What school systems are asking: There is a section of the bill that already exempts daily substitute employees, but only in the “health or human services industry.” A logical extension of this exemption would be to similarly exclude boards of education. This exemption would only be for those school employees who: are called to work on an as–needed basis, can reject or accept the shift offered, and are not guaranteed to be called on to work. These conditions are already in the law.
The section of the bill, and amendment, would read as follows: 3–1303. (A) THIS SUBTITLE DOES NOT APPLY TO AN EMPLOYEE WHO: … (3) (I) IS CALLED TO WORK BY THE EMPLOYER ON AN AS–NEEDED BASIS IN A HEALTH OR HUMAN SERVICES INDUSTRY, OR COUNTY BOARD OF EDUCATION. (see HB 1, pg. 8, lines 27-28 to line 3 on pg. 9)
This amendment would avoid the scenario that a school system calling on a substitute teacher or bus driver to work on any given day could be informed that the part-time employee is instead taking compensated sick leave. The school system would then have to incur that expense, continue to seek a substitute who is available, and calculate earned sick leave for that “substitute for a substitute” under the law.

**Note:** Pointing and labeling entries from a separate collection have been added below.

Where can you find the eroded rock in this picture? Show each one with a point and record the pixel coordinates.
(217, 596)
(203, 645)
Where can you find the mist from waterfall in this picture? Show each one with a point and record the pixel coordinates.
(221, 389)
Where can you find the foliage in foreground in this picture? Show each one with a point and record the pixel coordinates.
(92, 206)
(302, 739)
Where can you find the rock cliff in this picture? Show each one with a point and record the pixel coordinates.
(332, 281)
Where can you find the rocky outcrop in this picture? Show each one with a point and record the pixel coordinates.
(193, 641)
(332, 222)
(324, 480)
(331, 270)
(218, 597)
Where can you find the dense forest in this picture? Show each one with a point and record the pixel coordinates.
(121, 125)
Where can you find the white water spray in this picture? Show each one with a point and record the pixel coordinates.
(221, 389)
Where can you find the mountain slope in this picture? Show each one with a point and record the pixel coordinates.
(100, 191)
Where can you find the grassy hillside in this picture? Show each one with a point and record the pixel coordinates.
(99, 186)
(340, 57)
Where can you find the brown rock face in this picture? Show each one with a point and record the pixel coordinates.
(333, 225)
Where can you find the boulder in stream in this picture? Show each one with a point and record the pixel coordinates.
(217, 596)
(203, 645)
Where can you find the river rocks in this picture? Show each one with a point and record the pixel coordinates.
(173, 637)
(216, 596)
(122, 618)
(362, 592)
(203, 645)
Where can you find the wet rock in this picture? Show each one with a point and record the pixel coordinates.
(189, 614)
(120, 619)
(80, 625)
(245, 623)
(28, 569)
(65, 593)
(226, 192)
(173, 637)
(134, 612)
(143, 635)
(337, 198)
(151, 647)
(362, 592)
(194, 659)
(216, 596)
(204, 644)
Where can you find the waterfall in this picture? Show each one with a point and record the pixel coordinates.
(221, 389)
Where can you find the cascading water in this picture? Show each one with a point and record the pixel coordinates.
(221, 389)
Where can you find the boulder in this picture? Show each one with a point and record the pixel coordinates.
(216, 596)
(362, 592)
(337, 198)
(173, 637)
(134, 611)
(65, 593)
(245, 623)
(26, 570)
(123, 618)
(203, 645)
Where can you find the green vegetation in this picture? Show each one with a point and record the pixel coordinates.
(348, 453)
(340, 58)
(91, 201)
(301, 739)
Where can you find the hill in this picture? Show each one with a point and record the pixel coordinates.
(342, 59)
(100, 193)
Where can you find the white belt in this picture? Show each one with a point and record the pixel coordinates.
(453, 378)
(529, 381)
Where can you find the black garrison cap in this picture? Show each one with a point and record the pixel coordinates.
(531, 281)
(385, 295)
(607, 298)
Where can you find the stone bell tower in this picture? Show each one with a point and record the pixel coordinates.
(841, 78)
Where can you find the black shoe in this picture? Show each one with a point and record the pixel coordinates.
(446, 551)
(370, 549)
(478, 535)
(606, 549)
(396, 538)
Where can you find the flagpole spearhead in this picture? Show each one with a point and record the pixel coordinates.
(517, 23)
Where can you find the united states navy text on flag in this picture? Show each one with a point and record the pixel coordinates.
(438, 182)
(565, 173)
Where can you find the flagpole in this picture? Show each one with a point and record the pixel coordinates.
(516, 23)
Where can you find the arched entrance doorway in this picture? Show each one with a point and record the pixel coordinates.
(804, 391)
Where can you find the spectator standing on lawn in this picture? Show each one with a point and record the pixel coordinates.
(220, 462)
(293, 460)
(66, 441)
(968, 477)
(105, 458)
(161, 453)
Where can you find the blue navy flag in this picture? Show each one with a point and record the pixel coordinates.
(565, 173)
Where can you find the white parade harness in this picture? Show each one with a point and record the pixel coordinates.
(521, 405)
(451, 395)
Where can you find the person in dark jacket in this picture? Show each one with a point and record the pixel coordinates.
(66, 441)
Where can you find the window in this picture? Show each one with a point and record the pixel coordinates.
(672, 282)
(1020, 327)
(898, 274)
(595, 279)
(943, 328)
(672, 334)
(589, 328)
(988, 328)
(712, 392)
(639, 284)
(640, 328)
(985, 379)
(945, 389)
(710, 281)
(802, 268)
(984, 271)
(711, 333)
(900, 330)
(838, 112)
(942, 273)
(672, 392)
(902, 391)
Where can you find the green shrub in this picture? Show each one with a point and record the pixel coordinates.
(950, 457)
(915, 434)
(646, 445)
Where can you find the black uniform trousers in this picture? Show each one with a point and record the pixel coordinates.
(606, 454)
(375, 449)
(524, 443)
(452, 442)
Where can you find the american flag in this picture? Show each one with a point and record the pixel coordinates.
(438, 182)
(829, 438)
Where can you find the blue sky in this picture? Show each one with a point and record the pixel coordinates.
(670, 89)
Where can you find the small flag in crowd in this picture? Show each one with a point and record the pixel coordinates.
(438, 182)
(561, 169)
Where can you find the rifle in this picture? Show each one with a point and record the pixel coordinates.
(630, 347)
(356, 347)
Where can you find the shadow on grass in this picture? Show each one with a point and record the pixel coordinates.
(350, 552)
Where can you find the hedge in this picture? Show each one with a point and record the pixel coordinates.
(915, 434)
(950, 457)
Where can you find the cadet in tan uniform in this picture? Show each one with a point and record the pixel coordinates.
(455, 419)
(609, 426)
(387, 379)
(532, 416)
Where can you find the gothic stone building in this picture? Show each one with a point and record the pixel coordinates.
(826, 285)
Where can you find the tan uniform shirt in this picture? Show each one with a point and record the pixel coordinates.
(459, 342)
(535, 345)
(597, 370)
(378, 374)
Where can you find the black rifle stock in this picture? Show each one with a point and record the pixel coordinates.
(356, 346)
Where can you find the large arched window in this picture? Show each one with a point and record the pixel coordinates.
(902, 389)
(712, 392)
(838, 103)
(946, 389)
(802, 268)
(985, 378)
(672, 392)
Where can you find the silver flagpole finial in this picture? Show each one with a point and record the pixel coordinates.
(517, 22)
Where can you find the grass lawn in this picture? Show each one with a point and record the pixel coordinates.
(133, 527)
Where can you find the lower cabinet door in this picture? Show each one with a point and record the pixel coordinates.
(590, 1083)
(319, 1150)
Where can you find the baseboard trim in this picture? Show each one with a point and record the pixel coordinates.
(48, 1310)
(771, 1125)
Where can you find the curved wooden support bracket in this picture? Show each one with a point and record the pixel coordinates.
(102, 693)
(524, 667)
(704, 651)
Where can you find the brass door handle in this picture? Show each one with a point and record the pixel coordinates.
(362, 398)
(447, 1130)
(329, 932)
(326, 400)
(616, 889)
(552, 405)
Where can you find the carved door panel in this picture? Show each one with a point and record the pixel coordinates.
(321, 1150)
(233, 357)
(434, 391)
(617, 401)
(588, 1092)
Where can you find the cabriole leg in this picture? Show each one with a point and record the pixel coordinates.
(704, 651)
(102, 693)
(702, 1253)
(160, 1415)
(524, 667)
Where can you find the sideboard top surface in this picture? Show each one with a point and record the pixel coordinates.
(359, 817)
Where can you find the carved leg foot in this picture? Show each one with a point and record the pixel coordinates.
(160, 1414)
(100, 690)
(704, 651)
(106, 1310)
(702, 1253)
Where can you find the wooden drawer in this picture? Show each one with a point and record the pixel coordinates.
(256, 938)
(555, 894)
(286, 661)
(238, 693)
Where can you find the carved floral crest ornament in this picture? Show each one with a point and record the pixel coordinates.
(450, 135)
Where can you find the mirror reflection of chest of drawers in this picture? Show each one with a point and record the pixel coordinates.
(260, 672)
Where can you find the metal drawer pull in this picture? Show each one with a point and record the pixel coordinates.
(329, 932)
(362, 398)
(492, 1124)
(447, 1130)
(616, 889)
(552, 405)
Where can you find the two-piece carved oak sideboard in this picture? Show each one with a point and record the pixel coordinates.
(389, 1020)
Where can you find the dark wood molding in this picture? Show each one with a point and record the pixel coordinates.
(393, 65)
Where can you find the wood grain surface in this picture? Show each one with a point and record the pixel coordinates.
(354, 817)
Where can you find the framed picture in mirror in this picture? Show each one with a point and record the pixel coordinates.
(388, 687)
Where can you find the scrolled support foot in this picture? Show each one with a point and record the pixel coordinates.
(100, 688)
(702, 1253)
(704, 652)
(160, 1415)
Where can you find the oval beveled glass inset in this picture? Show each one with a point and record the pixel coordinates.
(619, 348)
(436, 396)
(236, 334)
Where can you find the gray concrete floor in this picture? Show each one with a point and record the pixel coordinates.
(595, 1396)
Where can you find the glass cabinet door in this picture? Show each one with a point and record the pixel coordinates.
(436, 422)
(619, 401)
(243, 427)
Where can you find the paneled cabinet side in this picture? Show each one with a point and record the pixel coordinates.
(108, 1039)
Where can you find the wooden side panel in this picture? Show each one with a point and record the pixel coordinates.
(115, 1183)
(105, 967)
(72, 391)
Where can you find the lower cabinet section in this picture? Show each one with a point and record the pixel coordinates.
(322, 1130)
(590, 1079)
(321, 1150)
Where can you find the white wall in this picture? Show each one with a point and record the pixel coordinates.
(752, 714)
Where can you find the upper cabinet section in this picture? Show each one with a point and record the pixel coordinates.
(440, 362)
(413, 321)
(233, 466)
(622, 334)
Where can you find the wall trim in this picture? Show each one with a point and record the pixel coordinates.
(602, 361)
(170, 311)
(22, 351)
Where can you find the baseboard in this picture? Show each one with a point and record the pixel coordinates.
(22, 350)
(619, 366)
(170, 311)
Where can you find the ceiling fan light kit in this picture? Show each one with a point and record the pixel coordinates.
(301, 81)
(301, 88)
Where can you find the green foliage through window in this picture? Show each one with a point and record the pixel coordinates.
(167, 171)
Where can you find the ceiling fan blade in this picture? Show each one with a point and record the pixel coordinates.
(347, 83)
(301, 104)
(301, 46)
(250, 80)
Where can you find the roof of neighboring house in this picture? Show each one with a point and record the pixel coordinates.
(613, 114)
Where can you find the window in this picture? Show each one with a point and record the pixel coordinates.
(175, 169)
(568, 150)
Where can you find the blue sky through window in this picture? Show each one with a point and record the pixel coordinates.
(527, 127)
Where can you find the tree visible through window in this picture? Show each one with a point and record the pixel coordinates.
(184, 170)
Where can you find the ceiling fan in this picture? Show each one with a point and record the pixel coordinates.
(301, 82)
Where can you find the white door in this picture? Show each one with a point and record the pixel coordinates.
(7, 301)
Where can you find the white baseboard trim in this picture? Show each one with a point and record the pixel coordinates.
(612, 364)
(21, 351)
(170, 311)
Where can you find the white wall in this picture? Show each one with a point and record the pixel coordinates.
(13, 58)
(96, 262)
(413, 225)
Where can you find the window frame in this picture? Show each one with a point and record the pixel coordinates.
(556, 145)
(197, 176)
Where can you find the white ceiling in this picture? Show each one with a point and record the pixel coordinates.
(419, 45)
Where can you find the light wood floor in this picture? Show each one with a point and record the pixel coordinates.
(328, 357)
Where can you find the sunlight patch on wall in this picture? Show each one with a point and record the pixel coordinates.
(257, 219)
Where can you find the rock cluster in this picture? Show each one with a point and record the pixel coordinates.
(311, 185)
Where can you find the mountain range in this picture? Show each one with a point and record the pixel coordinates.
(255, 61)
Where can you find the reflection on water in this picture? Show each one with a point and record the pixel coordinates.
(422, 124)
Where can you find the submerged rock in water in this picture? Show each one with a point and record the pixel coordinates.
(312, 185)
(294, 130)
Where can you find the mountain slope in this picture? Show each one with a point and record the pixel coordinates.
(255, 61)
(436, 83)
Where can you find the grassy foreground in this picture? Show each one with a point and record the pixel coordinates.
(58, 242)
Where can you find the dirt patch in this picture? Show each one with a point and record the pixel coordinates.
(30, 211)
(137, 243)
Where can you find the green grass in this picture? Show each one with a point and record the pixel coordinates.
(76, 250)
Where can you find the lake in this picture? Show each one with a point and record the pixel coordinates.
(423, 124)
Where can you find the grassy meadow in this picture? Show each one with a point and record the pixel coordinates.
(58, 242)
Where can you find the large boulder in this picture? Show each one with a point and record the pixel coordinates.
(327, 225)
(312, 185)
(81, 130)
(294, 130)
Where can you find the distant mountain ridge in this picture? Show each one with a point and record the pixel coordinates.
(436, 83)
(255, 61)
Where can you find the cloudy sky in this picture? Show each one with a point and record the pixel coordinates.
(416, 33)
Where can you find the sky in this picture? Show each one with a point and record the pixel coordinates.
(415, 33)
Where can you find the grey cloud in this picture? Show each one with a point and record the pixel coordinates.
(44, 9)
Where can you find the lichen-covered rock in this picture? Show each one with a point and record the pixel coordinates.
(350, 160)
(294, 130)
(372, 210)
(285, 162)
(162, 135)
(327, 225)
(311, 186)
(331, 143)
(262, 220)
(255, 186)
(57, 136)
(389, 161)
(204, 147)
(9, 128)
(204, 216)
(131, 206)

MABE believes this amendment is reasonable in scope and fiscally prudent in light of the significant costs and disruption to the efficient administration of local school systems, schools, and classrooms in Maryland. Without this amendment, the effect of the mandate to cover daily substitute employees would be to divert scarce resources to enhance benefits for employees who are already compensated in accordance with employment policies concerning their agreement to serve as daily substitute teachers, bus drivers, or in other “as needed” part-time capacities.
Legislative History & Process Highlights
- House Bill 1 passed at the close of the 2017 session, receiving “veto proof” majorities in both the House and Senate.
- The bill was vetoed by the Governor on May 25, 2017.
- A three-fifths vote of the elected membership of both chambers is necessary to override a veto.
- A bill cannot be amended as it is considered for veto override.
- In the House, the bill received 88 of the 85 votes needed to override a veto (two-thirds of 141).
- In the Senate, the bill received 29 of the 29 votes needed to override a veto (two-thirds of 47).
- If the Governor vetoes a bill presented after the session, the veto message must be considered immediately at the next regular or special session of the legislature (January 10, 2018).
- The first day of the 2018 session is January 10, 2018.
- In recent sessions, vetoes presented on the opening day of session have been “special ordered” for a week or more.
- Any bill enacted over the veto of the Governor… shall take effect 30 days after the Governor’s veto is over-ridden, or on the date specified in the Bill, whichever is later. (Maryland Constitution, Art. II, Sec. 17(d)).
- HB 1 passed with an effective date of Jan. 1, 2018.
- A veto override between January 10 and 17, 2018 would result in the new law taking effect 30 days later – between February 10 and 17, 2018.
Note: The legislation refers throughout to earned “sick and safe leave”, with safe leave referring to absences from work due to domestic violence, sexual assault, or stalking committed against the employee or the employee’s family member, including absences to receive related medical or mental health services, social services, or legal services.